Comprehensive Financial Overview
The detailed financial summary for CLI includes key figures such as:
- Revenue: SGD2,815 million for FY24 with modest YoY growth.
- Profit from Operations: Recorded at SGD661 million in FY24 with an upward trend anticipated in future estimates.
- Headline PATMI: An impressive SGD479 million in FY24, despite operating PATMI showing a modest decline to SGD510 million.
- EPS: Basic EPS evolved from 9.5 Singapore cents in FY24 to an estimated 13.2 and 14.4 cents in FY25E and FY26E respectively.

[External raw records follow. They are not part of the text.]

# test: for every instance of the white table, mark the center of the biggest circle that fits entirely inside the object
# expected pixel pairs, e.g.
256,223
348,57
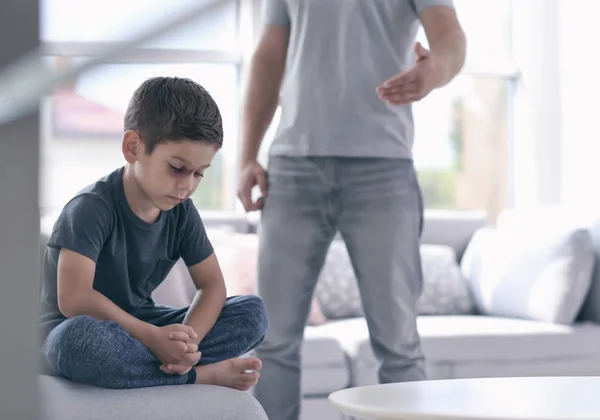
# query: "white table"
542,398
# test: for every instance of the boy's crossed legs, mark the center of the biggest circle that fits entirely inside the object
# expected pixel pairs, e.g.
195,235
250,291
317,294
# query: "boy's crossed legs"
101,353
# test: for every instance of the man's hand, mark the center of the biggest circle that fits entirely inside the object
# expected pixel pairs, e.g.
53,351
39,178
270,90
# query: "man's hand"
170,345
252,174
413,84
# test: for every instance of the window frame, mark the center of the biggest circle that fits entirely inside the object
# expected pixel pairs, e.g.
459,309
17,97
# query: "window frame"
248,20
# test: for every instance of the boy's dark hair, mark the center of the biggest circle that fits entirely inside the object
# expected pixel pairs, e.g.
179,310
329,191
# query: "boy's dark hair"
165,109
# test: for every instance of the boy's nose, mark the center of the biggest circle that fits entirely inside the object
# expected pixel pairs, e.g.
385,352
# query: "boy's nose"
186,184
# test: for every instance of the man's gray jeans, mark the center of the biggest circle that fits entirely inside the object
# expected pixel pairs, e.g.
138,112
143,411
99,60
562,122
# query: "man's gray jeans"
376,205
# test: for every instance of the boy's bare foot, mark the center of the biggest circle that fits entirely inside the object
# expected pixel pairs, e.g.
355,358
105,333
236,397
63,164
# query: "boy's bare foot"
231,373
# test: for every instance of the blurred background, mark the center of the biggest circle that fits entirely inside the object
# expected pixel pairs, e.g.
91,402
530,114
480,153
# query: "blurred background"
507,132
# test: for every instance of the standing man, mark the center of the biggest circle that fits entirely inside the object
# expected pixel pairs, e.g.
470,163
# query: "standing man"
341,161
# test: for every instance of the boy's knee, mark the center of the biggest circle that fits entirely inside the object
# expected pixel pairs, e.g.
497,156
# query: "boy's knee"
75,331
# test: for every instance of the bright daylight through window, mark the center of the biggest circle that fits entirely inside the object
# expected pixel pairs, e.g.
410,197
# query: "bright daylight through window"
462,145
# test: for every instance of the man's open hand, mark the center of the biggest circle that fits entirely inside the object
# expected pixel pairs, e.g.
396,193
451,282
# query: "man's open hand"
172,346
413,84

- Key Ratios: With PER at 27.6x in FY24 (expected to reduce to 19.8x and 18.2x by FY25E and FY26E respectively), and a consistent P/NAV of 1.0x across years, CLI’s financial parameters indicate a balanced risk-reward profile.
Additionally, profitability ratios including Return on Equity (ROE) improved modestly from 3.5% in FY24 to projections of 4.9% and 5.6% by FY25E and FY26E. Cash dividend yield remains stable at 4.6% over the forecast period.
Income Statement and Credit Metrics
The income statement reveals the dynamic shifts in CLI’s operational performance over the past five years. Notable observations include a revenue base that started at SGD1,983 million in FY2020 and has grown to SGD2,815 million in FY24. Operating income and margins have shown marked recovery after challenging periods, supporting CLI’s turnaround in normalized income for FY24. Moreover, the steady reduction in debt metrics – highlighted by improvements in Total Debt/EBIT and Net Debt/EBIT ratios – underlines CLI’s reinforced financial flexibility and capital management discipline.
Conclusion
In summary, CapitaLand Investment Limited is well-positioned to leverage its transition to an asset-light business model, catalyze growth through robust fee income, and benefit from strategic divestments and capital recycling. The BUY recommendation reflects confidence in CLI’s ability to deliver total expected returns above 10% (excluding dividends). When viewed against its global peers – including Blackstone Inc, Charter Hall Group, ESR Group Ltd, and Goodman Group – CLI’s proactive strategy and disciplined financial management stand out in a competitive real asset management landscape.
This comprehensive analysis, based solely on the detailed report from OCBC Investment Research Private Limited dated 28 February 2025, offers investors a deep dive into the current performance, strategic outlook, and competitive positioning of CLI and its international counterparts.